At the start of the COVID-19 vaccine program, the Food and Drug Administration (FDA) determined that a vaccine with even a 50% efficacy would be a worthy tool in the fight against the virus. A year later, the U.S. has three vaccines that are far more protective: Moderna and Pfizer boast efficacy rates of about 95% after both doses, Johnson & Johnson reports a 66% to 72% efficacy and all have a 100% protection rate from hospitalization and death. If, however, you’re immunocompromised, that protection may be lower.
On March 15, researchers published a study in JAMA, showing that for patients who underwent solid-organ transplants (these patients typically take very strong immunosuppressant drugs), the efficacy of Pfizer’s and Moderna’s vaccines dropped dramatically. The researchers took blood tests after the patients received the first shot and found that only 17% had developed antibodies in response to the vaccine, meaning 83% of patients were likely left unprotected. Only 62.6% of patients taking methotrexate, an immunosuppressant drug used in some cancer patients, mounted an effective antibody response to Pfizer’s vaccine, according to a study published in May.
Still, experts say, any protection from the virus is better than none, and whenever possible, they encourage these patients to get vaccinated. Liu emphasizes that the data also reveal another crucial point. Since it’s unclear how effective the vaccine will be in patients who are immunocompromised, anyone who spends time around these patients, like caregivers and family, should get vaccinated. “Trying to protect the immediate circle around the patient is very important,” she says, “since cancer patients may not have as robust an immune response to the vaccine.”
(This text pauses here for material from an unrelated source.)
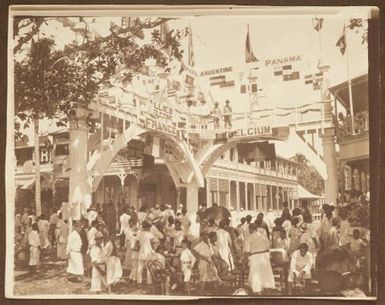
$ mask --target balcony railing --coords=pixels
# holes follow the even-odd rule
[[[367,134],[369,131],[369,112],[360,111],[354,114],[354,128],[352,119],[349,116],[339,115],[337,125],[337,136],[339,140],[344,140],[350,136]]]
Other Vaccine Considerations for Cancer Patients
Liu says that cancer patients should monitor themselves for side effects after the vaccination the same way most other patients do, paying attention to any immediate allergic reactions and taking over-the-counter painkillers for a few days to reduce any achiness and nausea. However, if you experience fevers, which are a relatively common side effect of the vaccines, you should call your doctor “to evaluate them and to determine whether [the fever] is vaccine-related or if it’s something else that may be related to the cancer treatment.” Patients undergoing chemotherapy, for instance, may be at higher risk for other infections that can cause fevers and would require treatment.
Another common side effect of concern to cancer patients or survivors is swollen lymph nodes. These tend to occur on the side of the body where you receive the vaccination. If you’re a breast cancer patient or survivor, swollen lymph nodes can signal that your cancer is spreading, so experts at cancer.org suggest getting the injection on the opposite side of your cancer to help differentiate the two symptoms. As a vaccine side effect, swollen lymph nodes may last several weeks and show up on mammograms. If you are planning to undergo routine screening, consider delaying it until at least six weeks after your vaccination. If the screening is required because of symptoms or to monitor an existing illness, then make sure to tell your doctor that you recently received a vaccine. You may need to undergo additional tests if the swelling shows up on your imaging.